To validate the diagnoses assigned by students and residents, we randomly selected 30 cases classified by students and 30 cases classified during the consensus meeting of students and a resident. These 60 cases were reassessed and classified by the expert panel in a similar method as previously described.
Outcome variables
The primary outcomes of the evaluation were the efficiency of the structured approach and the validity of classifications by the medical students and residents. Efficiency was defined as the percentage of participants to whom a diagnosis could be assigned by the students and residents without evaluation by the expert panel. As the OPTIMACT trial focuses on thoracic pathology, disagreements on extrathoracic pathology were ignored. To illustrate the efficiency of our method, we calculated the reduction in working hours needed by medical specialists to classify the entire OPTIMACT study group of 2,418 patients, which was set against the hours needed by students and residents to classify patients.
We also evaluated the validity of classifications by the medical students and residents, defined as an agreement between their classification and the classification by the expert panel. Possible outcomes were total agreement (defined as agreement on all diagnostic labels), partial agreement (agreement on at least one, but not all diagnostic labels), or total disagreement. The agreement includes cases where disagreement on the diagnosis was based on procedural errors or on discordance on labels from the additional diagnostic categories only. An additional goal was to get a qualitative impression of the differences between classifications done by students and residents versus the expert panel. Therefore, the partial agreement and total disagreement cases were studied in detail.
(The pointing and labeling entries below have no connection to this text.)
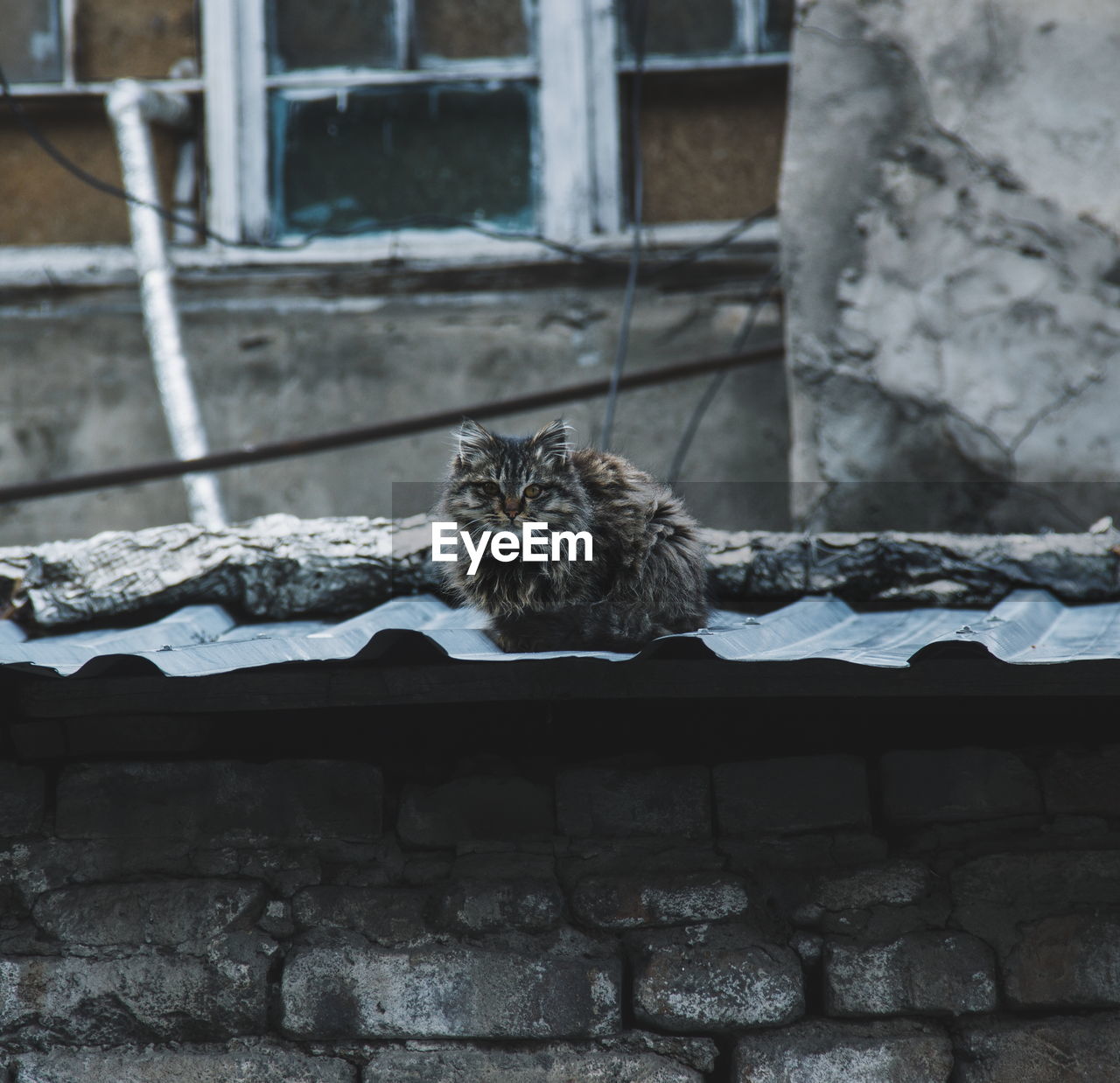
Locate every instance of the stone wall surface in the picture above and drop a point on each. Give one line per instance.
(951, 238)
(904, 916)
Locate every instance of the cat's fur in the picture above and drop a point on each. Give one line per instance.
(648, 575)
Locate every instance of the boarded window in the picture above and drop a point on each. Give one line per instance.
(332, 34)
(372, 157)
(135, 38)
(43, 203)
(31, 43)
(711, 143)
(454, 31)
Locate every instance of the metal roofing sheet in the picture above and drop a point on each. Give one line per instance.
(1028, 627)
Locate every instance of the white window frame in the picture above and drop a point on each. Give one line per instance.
(579, 177)
(577, 76)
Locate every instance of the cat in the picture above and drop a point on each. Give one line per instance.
(648, 575)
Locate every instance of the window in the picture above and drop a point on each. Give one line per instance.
(60, 57)
(335, 121)
(360, 116)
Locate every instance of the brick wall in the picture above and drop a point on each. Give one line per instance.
(887, 919)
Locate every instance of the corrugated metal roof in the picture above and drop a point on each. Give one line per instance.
(1029, 627)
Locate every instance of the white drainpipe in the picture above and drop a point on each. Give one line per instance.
(132, 108)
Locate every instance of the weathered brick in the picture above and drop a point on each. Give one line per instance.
(485, 905)
(996, 894)
(658, 899)
(897, 884)
(388, 915)
(1078, 1050)
(872, 1052)
(551, 1064)
(1065, 962)
(877, 903)
(715, 978)
(1083, 783)
(796, 793)
(922, 974)
(626, 803)
(168, 912)
(286, 801)
(21, 799)
(351, 990)
(140, 998)
(259, 1064)
(482, 807)
(956, 784)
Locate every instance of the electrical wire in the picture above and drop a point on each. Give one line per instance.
(746, 328)
(636, 11)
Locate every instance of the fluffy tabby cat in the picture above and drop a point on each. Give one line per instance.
(648, 576)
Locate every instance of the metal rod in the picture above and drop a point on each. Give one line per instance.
(388, 430)
(131, 108)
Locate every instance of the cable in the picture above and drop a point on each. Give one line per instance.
(636, 18)
(709, 395)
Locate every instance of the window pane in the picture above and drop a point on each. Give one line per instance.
(31, 49)
(777, 26)
(372, 157)
(331, 34)
(679, 27)
(711, 143)
(451, 29)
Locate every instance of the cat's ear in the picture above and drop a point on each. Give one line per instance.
(474, 440)
(551, 444)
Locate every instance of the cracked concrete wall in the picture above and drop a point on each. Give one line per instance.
(950, 222)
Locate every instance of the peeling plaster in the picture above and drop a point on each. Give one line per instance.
(951, 317)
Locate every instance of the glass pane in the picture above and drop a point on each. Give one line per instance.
(711, 143)
(777, 26)
(31, 48)
(679, 27)
(133, 38)
(455, 31)
(374, 156)
(331, 34)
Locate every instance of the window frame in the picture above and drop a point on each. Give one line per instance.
(579, 179)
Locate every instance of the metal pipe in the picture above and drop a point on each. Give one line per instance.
(388, 430)
(131, 108)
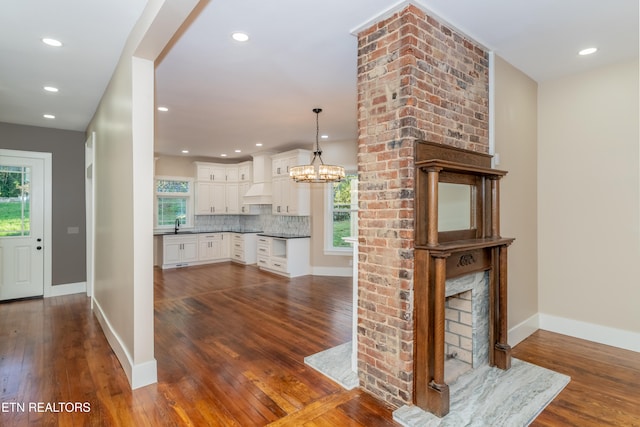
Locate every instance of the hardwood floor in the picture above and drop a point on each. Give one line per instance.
(605, 381)
(230, 343)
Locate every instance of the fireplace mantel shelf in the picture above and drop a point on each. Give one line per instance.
(440, 255)
(467, 245)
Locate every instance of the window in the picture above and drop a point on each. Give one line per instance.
(341, 219)
(173, 201)
(14, 201)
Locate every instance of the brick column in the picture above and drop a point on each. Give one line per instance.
(417, 79)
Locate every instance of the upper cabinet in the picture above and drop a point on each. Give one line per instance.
(290, 197)
(210, 172)
(245, 172)
(218, 188)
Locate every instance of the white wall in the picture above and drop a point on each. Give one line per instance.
(336, 153)
(123, 123)
(516, 138)
(588, 205)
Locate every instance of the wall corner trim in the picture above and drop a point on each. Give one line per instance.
(66, 289)
(522, 330)
(332, 271)
(138, 375)
(627, 340)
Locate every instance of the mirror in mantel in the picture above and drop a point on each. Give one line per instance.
(454, 206)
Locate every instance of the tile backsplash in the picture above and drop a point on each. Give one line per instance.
(265, 221)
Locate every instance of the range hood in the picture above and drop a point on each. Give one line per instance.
(260, 191)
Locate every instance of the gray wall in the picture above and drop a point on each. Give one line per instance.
(68, 205)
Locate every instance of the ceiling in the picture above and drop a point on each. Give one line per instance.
(224, 96)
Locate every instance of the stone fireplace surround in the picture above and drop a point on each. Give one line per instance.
(477, 286)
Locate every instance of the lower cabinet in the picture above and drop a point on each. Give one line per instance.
(179, 251)
(285, 256)
(244, 248)
(213, 247)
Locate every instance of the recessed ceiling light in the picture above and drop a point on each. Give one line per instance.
(239, 36)
(52, 42)
(588, 51)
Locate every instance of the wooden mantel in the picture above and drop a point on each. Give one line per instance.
(440, 255)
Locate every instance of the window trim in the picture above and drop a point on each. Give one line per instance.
(189, 196)
(329, 249)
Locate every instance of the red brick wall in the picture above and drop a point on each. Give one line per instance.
(417, 79)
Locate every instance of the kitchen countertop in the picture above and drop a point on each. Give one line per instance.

In addition, we evaluated the reasons for referral of a case to the expert panel, consistency of the diagnostic handbook (defined as an overall inter-observer agreement between the students), reasons for disagreement between the students, inter-observer agreement between students for specific diagnostic labels, and classification by and inter-observer agreement between members of the expert panel.
Statistical analysis
Percentages were calculated with their 95% confidence interval (CI) [6]. An agreement percentage ≥ 80% was regarded as an acceptable inter-observer agreement. To correct for agreement by chance on diagnostic labels, Cohen’s kappa (κ) statistics were calculated with a 95% CI [7]. We categorised κ agreement as very good (0.81–1.00), good (0.61–0.80), moderate (0.41–0.60), fair (0.21–0.40), or poor (< 0.20) [8, 9]. Data were analysed using SPSS 24 (2019, IBM Software, Armonk, NY, USA).